There were some options I'd switched off to make it faster anyway, but 7.1 v 7.0.6 is like night and day. 

Absolute must have for all iPhone 4 users.


----------



## Virtual Blue (Mar 13, 2014)

i downloaded onto my work phone.
7.1 is pretty much the same as 7.0 and i not seen much difference.
it's pretty boring tbh.


----------



## Sunray (Mar 13, 2014)

Virtual Blue said:


> i downloaded onto my work phone.
> 7.1 is pretty much the same as 7.0 and i not seen much difference.
> it's pretty boring tbh.



Its the same, except its many times faster on an iPhone 4.  (Not 4S, 5,5C or 5S)


----------



## RedDragon (Mar 15, 2014)

Tried it on my iP4 and it's like having boy racer stripes - fixes all those 7.0 cliches that were a bit of a hinder for an old phone. 

Not a bad breath of fresh air for a phone hard wear that's almost four years old.

arstechnica has it's say on 7.1's impact on the iP4


----------



## Kid_Eternity (Mar 16, 2014)

Two people I know with the 4 have both mentioned things are a lot better with 7.1....haven't seen any real difference with my iPhone 5S though...


----------



## Kid_Eternity (Mar 16, 2014)

...that said my 3rd gen iPad with retina is now a touch snappier...


----------



## diond (Mar 16, 2014)

Just what have you found that is considerably faster now compared to before as I can't notice any difference at all?


----------



## gabi (Mar 17, 2014)

Can't see any difference on my iPad either


----------



## skyscraper101 (Mar 17, 2014)

I've heard there are a lot of problems with 7.1 and battery draining, I'm hesitant to update my 5s.

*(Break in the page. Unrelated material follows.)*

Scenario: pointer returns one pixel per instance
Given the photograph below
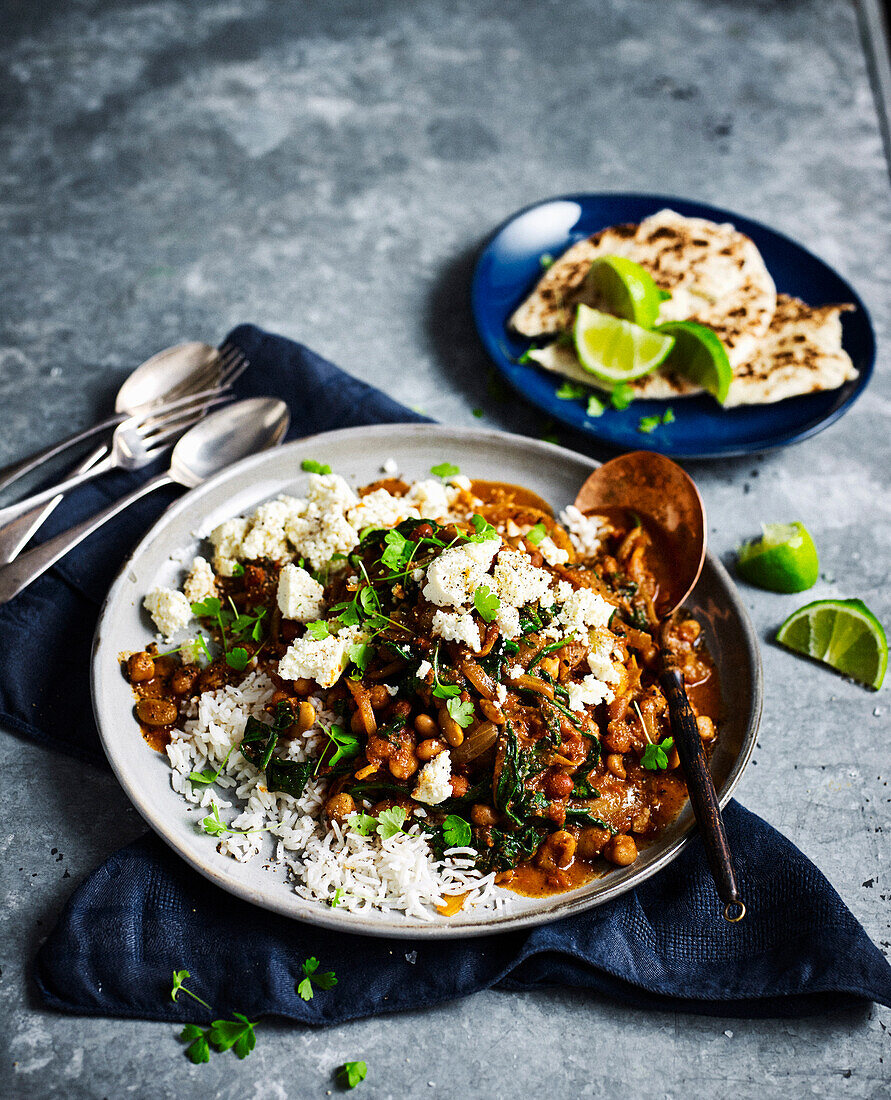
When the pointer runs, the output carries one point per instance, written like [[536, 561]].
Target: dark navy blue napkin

http://www.dailymail.co.uk/news/art...-erasing-contacts-disorienting-keyboards.html


----------



## Sunray (Mar 17, 2014)

RedDragon said:


> Tried it on my iP4 and it's like having boy racer stripes - fixes all those 7.0 cliches that were a bit of a hinder for an old phone.
> 
> Not a bad breath of fresh air for a phone hard wear that's almost four years old.
> 
> arstechnica has it's say on 7.1's impact on the iP4



My iPhone 4 has to break for me to consider moving to another phone. This is still a very decent and capable phone, 4 years old or not. Does what I want, I don't feel I need it to do more.   

Apple produce a 5" phone with retina, that has the iPad mini screen resolution, I might be tempted....


----------



## Kid_Eternity (Mar 19, 2014)

diond said:


> Just what have you found that is considerably faster now compared to before as I can't notice any difference at all?

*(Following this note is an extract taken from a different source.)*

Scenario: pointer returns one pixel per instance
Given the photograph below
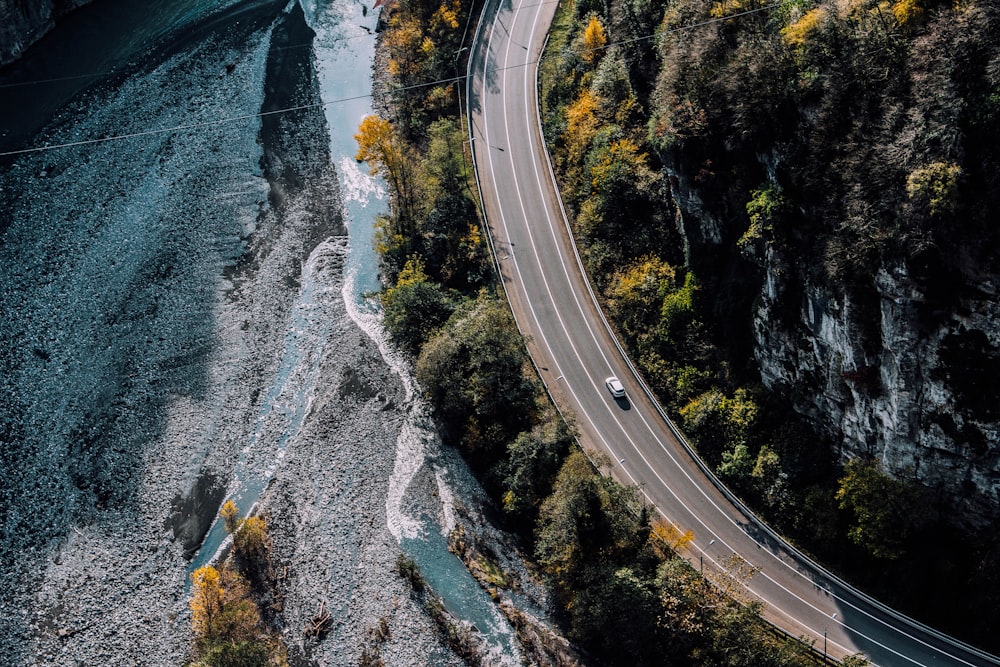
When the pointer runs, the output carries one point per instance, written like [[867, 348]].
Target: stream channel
[[343, 49]]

It doesn't stutter when I pull down the search, it's smoother in animation when I open apps and it doesn't lag any time I shut down an app.


----------



## diond (Mar 19, 2014)

Kid_Eternity said:


> It doesn't stutter when I pull down the search, it's smoother in animation when I open apps and it doesn't lag any time I shut down an app.


One thing I have noticed - the battery is leaking power at a considerable rate.


----------



## gabi (Mar 20, 2014)

weird.. the one improvement ive noticed on my ipad is that the battery's lasting a lot longer than it did


----------



## skyscraper101 (Mar 20, 2014)

diond said:


> One thing I have noticed - the battery is leaking power at a considerable rate.



As per my previous post. I'm not updating anything until I can be sure this issue is fixed. Are you using a 4, 4s, 5?

I want to jailbreak my phone anyway so I'm keeping with 7.0.6 at least until a 7.1 jailbreak is released.


----------



## diond (Mar 20, 2014)

skyscraper101 said:


> As per my previous post. I'm not updating anything until I can be sure this issue is fixed. Are you using a 4, 4s, 5?
> 
> I want to jailbreak my phone anyway so I'm keeping with 7.0.6 at least until a 7.1 jailbreak is released.


I've got the 4. To be honest, it seems to have settled down just now. It was gobbling up power just in standby, but I charged it last night and although I only used it to check the news for about 3-4 minutes today, it's actually still on 100%, almost 12 hours later. Either way, it certainly beats my old Samsung Galaxy Ace hands down for battery usage.


----------